C) Yerel Mahkeme Kararının Özeti:
Mahkemece, iş akdine işverenlikçe son verildiği gerekçesiyle davanın kabulü ile, kıdem, ihbar tazminatı, fazla mesai, hafta tatili, genel tatil ve yıllık izin ücreti alacaklarının tahsiline karar verilmiştir.
D) Temyiz:
Karar davalı vekili tarafından temyiz edilmiştir.
E) Gerekçe:
1- Dosyadaki yazılara, toplanan delillerle kararın dayandığı yasal gerektirici nedenlere göre davalının aşağıdaki bendin kapsamı dışında kalan temyiz itirazları yerinde değildir.
2- Davacı uluslararası sefer yapan araçta tır şoförü olarak çalıştırılmaktadır.
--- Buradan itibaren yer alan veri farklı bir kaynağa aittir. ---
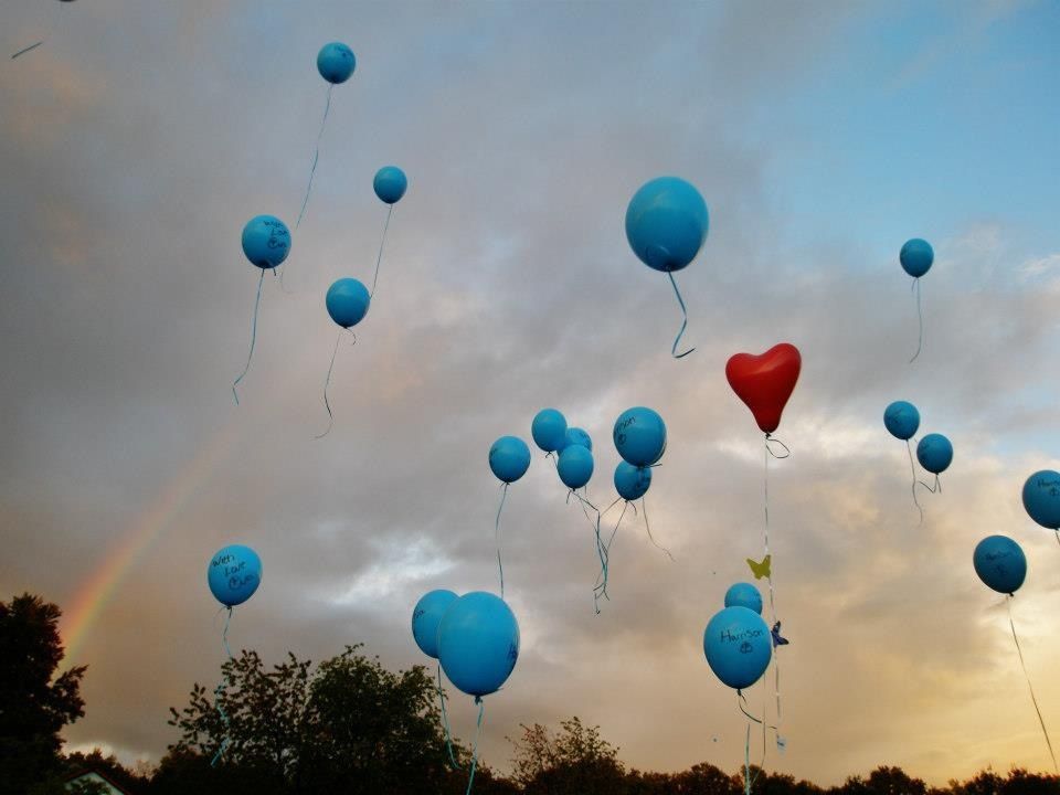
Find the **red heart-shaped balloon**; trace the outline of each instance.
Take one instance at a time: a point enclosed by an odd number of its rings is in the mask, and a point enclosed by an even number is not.
[[[725,378],[759,427],[770,434],[781,424],[781,413],[795,390],[803,358],[788,342],[773,346],[765,353],[736,353],[725,364]]]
Dairemizin yerleşik içtihatları uyarınca uluslararası tır şoförlerinin kendi mesailerini kendilerinin belirlediği, sıkı kurallara tabi uluslararası trafik mevzuatına uymak zorunda oldukları, bu tür çalışanların araç kullanma saat sınırlamasına tabi bulundukları ve dolayısıyla fazla çalışma yapmadıkları, hafta tatillerinde çalışmadıkları kabul edilmiştir.
Aynı işverene tabi ve aynı işi yapan işçilerin bir kısmının fazla çalışma yaptığı ve hafta tatillerinde çalıştığının kabulü, bir kısmının ise çalışmadığı sonucuna varılması hayatın olağan akışına aykırıdır.
Bu nedenlerle davacının yaptığı iş ve işin niteliği dikkate alındığında fazla çalışma alacağı ile hafta tatili alacaklarının reddine karar verilmesi gerekirken yazılı şekilde bu alacakların hüküm altına alınması hatalıdır.
3- Davalı işveren tarafından ödenen kıdem tazminatına yasal faiz yürütülerek mahsup yapılması gerekirken, bu ödemenin yasal faiz yürütülmeksizin mahsup işlemine tabi tutulması hatalı olup, bozmayı gerektirmiştir.
F) Sonuç:
Hükmün yukarıda açıklanan nedenle BOZULMASINA, peşin alınan temyiz harcının istek halinde ilgiliye iadesine, 06.03.2013 gününde oybirliğiyle karar verildi.